Table 1 presents an overview of the four methods used in the study.

Table 1.

Overview of four allergy test methods.

	Microtest	ISAC	ImmunoCAP 250	SPT
Method	Multiplex	Multiplex	Singleplex	Singleplex
	in‐vitro	in‐vitro	in‐vitro	in‐vivo
	Automated	Manual	Automated	Manual
Where	In clinic or laboratory	Laboratory	Laboratory	Clinic
Time to result	∼4 h	∼4 h	∼2 h	∼25 min
Reported results/assay	26	112	1	1
Components measured/assay	16	112	1	Not available
Extracts measured/assay	19	0	1	1
Sample volume	100 µl/26 allergens	30 µl/112 allergens	50 µl/allergen	0

SPT = skin prick test; ISAC = Immuno‐Solid phase Allergen Chip.
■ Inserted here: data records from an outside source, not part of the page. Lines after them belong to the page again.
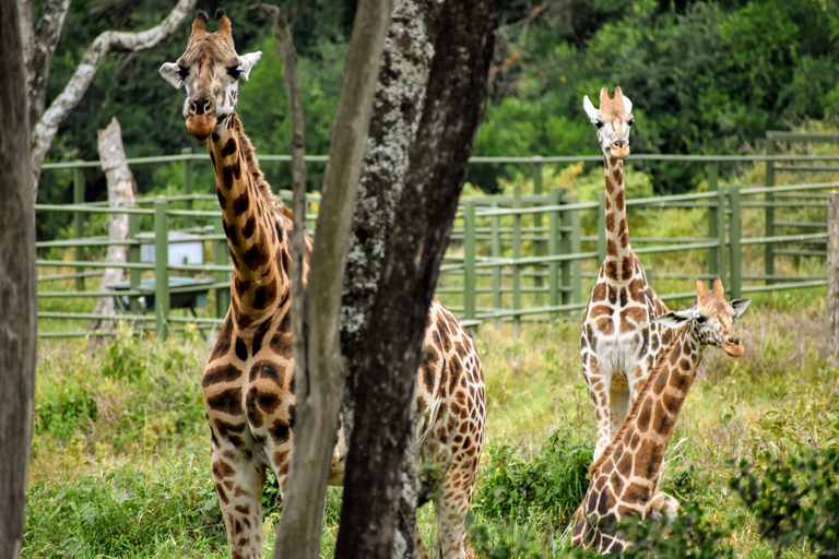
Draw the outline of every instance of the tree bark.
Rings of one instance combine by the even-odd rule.
[[[344,388],[338,358],[341,284],[389,15],[390,0],[362,0],[350,39],[311,255],[307,370],[295,378],[294,452],[275,558],[320,555],[323,502]]]
[[[37,271],[26,72],[15,0],[0,0],[0,557],[21,552],[35,393]]]
[[[44,159],[47,156],[52,140],[58,132],[58,127],[64,121],[67,116],[75,108],[79,102],[87,91],[87,86],[91,85],[93,76],[96,75],[96,71],[99,64],[111,51],[139,51],[146,50],[157,46],[162,40],[172,35],[187,19],[187,15],[192,11],[198,0],[179,0],[177,5],[169,12],[159,25],[146,29],[143,32],[129,33],[129,32],[116,32],[106,31],[101,34],[96,39],[87,47],[82,61],[79,63],[70,82],[64,86],[64,90],[56,97],[49,105],[49,108],[40,115],[40,118],[36,122],[32,122],[32,182],[34,190],[34,198],[38,195],[38,180],[40,179],[40,170],[44,166]],[[58,9],[60,1],[54,2]],[[50,5],[50,2],[48,2]],[[29,13],[29,21],[32,15]],[[17,21],[17,20],[15,20]],[[40,23],[38,24],[40,28]],[[54,23],[45,24],[45,29],[49,29],[49,33],[45,33],[44,40],[47,37],[58,41],[58,35],[61,32],[60,26],[56,26]],[[56,34],[54,36],[54,34]],[[36,38],[36,43],[38,39]],[[55,49],[55,45],[52,46]],[[33,52],[33,62],[38,60],[40,47],[35,48]],[[48,49],[46,49],[48,50]],[[45,61],[39,64],[49,68],[49,63],[52,60],[52,52],[44,51]],[[37,76],[33,78],[37,81]],[[46,78],[45,78],[46,80]],[[46,82],[44,82],[46,87]],[[44,93],[46,95],[46,93]]]
[[[336,559],[390,558],[399,468],[428,307],[484,112],[500,0],[442,7],[436,52],[387,264],[364,340]]]
[[[131,169],[128,168],[126,150],[122,147],[122,130],[119,128],[117,117],[110,119],[110,123],[104,130],[99,130],[98,138],[99,159],[102,170],[108,185],[108,206],[130,207],[137,201],[137,188]],[[128,240],[128,214],[110,214],[108,217],[108,240]],[[128,262],[127,245],[110,245],[105,255],[105,262],[115,264]],[[99,290],[107,290],[109,284],[121,282],[126,276],[125,267],[106,267],[99,284]],[[110,332],[116,325],[114,319],[114,297],[99,297],[93,309],[94,314],[103,318],[91,320],[87,330]],[[102,336],[91,336],[87,348],[93,349],[102,344]]]
[[[347,370],[347,394],[343,406],[347,438],[353,430],[354,394],[363,361],[362,341],[371,335],[370,309],[385,263],[383,247],[393,228],[395,206],[404,190],[409,150],[416,138],[425,103],[437,15],[439,10],[434,0],[398,0],[385,40],[344,272],[341,350]],[[412,406],[412,423],[415,413]],[[406,447],[393,557],[413,559],[418,531],[420,455],[416,441],[409,439]]]
[[[827,195],[827,335],[828,364],[839,367],[839,192]]]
Use of qualitative and quantitative data to express results

Test results were collected from the four test methods and the agreement between the methods was analysed quantitatively (in mm, kU_A/l and ISU), semi‐quantitatively in class ranges (negative, low, moderate, high) and classified qualitatively as positive or negative, as shown in Table 2.

Using different agreement/concordance measures to analyse results

The agreement between assay systems was calculated in three ways: (a) test results were classified as either negative (negative or very low/uncertain) or positive (moderate or high) and the concordances in percentage between the four test methods were calculated. (b) Test results were classified into four classes (negative, low, moderate, high) and the sum of all determinations in agreement (the same class score) was divided by the total number of observations. (c) The correlation coefficient (Spearman's rank) between results given by different test methods was estimated. A correlation coefficient of 1·0 indicates a perfect correlation, while correlation coefficients below 0·5 indicate a poor correlation.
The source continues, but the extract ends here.